Nobody told me that our aunty had cancer; she was hospitalised a few months ago, but nobody actually said the c-word. My nana just told me she'd fallen into a coma and had had 'bits taken out of her'. I didn't realise she had cancer until she told me last week that we weren't having any flowers at the funeral:

"Flowers are a waste of money, we want everyone to make a donation to Marie Curie because that's who looked after her in the end."

I was so sad already- about my friend's brother- that I don't think I felt more sad. It was just ongoing sadness. I was in the flat a lot on my own that week and I did spend a few nights working myself up into hysterics, calling my mum and calling Amy. On the Friday of that week I finished work at 10pm and sat outside in my coat, drinking a gin and tonic one of the customers had bought me. I called Amy and Kayt and they told me I probably looked like the local Funny Lady, shuffling along, drinking outside pubs on my own, talking too loudly and swearing.

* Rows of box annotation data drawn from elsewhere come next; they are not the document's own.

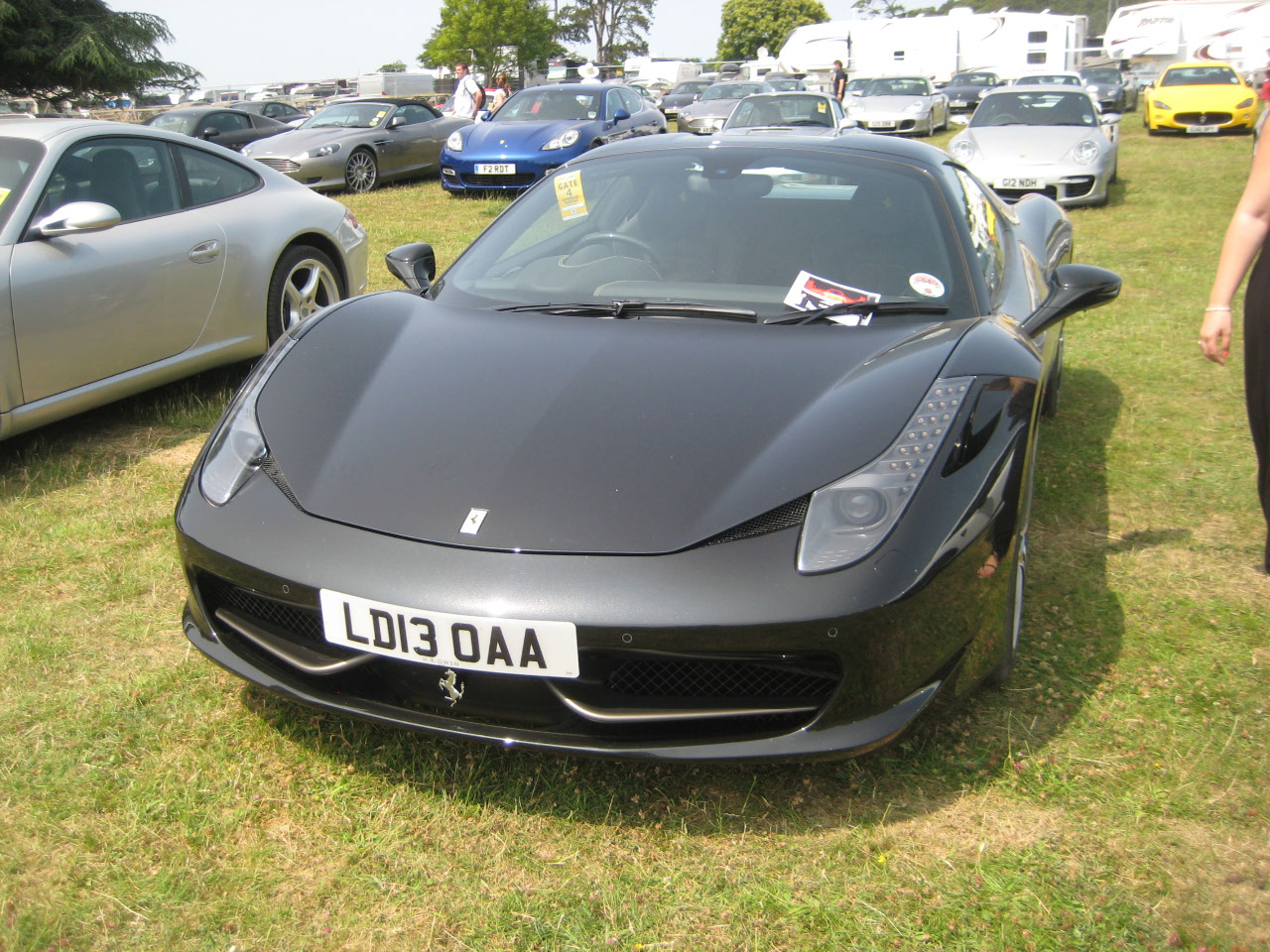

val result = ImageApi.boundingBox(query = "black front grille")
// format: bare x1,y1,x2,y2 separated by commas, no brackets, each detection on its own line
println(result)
604,658,837,698
701,496,812,545
461,172,536,187
1174,113,1234,126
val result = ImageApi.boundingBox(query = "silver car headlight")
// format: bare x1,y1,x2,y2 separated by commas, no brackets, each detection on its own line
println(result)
949,139,974,165
291,142,339,163
543,130,577,151
798,377,974,574
1072,139,1101,165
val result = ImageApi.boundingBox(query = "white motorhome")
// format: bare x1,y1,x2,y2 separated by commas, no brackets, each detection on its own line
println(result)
622,56,701,86
780,6,1087,85
1103,0,1270,80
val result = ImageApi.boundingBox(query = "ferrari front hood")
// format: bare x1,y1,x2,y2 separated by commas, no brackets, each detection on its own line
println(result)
258,292,969,554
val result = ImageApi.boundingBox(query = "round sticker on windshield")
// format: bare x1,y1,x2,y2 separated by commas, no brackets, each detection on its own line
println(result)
908,272,944,298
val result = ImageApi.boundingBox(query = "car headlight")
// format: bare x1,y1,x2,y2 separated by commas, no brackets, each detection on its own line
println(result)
198,316,321,505
1072,139,1098,165
291,142,339,162
543,130,577,150
798,377,974,574
949,139,974,165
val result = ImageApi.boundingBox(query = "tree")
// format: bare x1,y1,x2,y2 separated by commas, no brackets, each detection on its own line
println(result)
717,0,829,60
559,0,657,63
421,0,562,76
0,0,200,99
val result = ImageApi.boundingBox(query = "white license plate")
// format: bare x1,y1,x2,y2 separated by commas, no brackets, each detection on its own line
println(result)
320,589,577,678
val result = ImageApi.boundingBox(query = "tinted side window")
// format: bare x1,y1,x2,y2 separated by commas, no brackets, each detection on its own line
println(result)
177,146,260,205
36,136,179,222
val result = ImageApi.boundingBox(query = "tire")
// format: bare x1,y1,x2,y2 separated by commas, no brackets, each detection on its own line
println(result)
344,149,380,191
266,245,345,344
983,530,1028,685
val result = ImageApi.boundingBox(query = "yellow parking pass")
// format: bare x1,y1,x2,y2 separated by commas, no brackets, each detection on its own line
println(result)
555,172,586,221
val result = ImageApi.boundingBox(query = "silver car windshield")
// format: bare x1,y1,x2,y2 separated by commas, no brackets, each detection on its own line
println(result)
0,139,45,227
970,90,1098,128
698,82,765,103
433,145,971,320
498,86,599,122
303,103,393,130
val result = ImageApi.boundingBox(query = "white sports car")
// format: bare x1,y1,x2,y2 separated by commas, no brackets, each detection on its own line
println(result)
949,86,1120,205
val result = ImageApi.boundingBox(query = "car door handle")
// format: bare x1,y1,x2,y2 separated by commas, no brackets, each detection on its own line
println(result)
190,239,221,264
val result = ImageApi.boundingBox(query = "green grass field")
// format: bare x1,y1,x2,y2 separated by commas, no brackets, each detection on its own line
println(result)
0,121,1270,952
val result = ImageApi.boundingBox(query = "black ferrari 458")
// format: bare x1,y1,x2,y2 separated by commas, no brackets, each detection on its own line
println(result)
177,135,1120,759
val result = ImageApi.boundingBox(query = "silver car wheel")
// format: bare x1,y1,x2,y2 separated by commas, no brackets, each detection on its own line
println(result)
344,151,380,191
280,258,339,330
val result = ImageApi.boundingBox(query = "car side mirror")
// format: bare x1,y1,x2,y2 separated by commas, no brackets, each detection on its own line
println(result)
28,202,122,237
1024,264,1120,337
384,241,437,294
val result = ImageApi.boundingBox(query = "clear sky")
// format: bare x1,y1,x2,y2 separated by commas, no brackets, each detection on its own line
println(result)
128,0,851,86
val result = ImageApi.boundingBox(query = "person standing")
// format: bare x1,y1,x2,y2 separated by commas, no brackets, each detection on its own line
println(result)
453,62,485,119
1199,131,1270,572
490,72,512,112
833,60,847,103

The night before the funeral I spoke to my nana on the phone. She told me she'd organised for me to get picked up at the train station by my uncle's ex-wife and her son- my cousin. I panicked a bit, as my aunty who passed away didn't have any kids, but my cousin was her step-son. Why would he want me in the car on the way to the funeral, when I haven't seen him for years and years?

I realised for the first time that the whole day would be really sad and awkward. I don't know my dad's family very well. The last time I saw my aunty who died was years ago. I've spoken to her on the phone sometimes, if I've been at my nana's when she called. She was lovely. I know everyone says that about people who have died but she was unusually lovely and kind.

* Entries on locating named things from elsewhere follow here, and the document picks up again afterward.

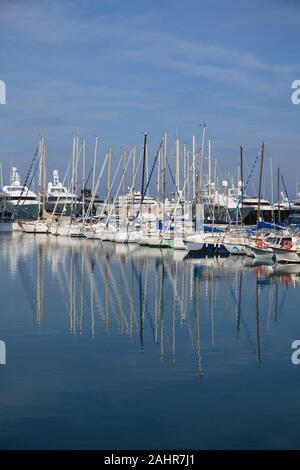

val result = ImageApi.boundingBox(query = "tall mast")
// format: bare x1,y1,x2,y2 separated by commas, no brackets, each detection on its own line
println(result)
106,147,112,211
122,147,127,196
141,132,147,217
92,137,99,193
257,142,265,222
208,139,211,199
277,168,281,223
192,135,196,200
199,123,206,198
0,163,3,190
237,145,244,223
131,145,136,193
81,139,85,217
175,137,179,201
162,132,167,228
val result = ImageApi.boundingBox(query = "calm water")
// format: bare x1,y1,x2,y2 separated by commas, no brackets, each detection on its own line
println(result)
0,234,300,449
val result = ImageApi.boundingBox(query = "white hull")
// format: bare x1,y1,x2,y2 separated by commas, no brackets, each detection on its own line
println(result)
274,248,300,263
173,237,188,251
22,221,49,233
224,243,246,255
68,225,84,238
252,247,275,261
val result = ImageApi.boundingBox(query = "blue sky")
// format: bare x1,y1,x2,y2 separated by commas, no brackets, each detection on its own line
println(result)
0,0,300,193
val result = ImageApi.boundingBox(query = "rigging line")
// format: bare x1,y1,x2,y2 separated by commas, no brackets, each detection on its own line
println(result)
226,146,260,230
11,145,39,220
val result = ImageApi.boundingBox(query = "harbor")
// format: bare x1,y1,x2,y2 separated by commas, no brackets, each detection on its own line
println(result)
0,132,300,264
0,0,300,458
0,233,300,449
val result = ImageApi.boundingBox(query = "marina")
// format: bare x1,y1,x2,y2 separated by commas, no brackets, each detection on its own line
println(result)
0,0,300,456
0,233,300,449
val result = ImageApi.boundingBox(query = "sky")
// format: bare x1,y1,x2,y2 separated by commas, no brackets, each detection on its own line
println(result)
0,0,300,195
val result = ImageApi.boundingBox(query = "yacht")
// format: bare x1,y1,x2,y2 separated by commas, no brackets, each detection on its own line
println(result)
0,166,39,221
45,170,77,215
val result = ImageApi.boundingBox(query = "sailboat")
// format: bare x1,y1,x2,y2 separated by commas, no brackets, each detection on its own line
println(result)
0,166,39,221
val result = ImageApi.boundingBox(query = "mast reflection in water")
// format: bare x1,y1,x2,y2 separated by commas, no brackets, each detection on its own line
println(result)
0,234,300,449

In the end it was fine. My cousin recognised me as I was coming off the train and called my name. He was about 15 years older than I was expecting, but I remembered him from when he was at uni in Manchester and he used to babysit us sometimes.

His mum picked us up. I've never met her before, but luckily she was very chatty. She told me how my aunty had gone to the doctors again and again and again, each time being told she probably had a bladder infection, until one day she collapsed and went into a coma.

I love the NHS, but this happens a lot. My mum's friend Jane did not get diagnosed until it was too late and my friend's sister went to the doctor's many times about a mole that turned out to be the skin cancer that killed her.

I don't mean for this post to be really depressing, but the past few years so many of my family and friends have been affected by cancer. I never go to the doctors and if I did go and they told me I didn't need a scan, I'd be relieved because I'm so lazy. But really, everyone should demand a scan.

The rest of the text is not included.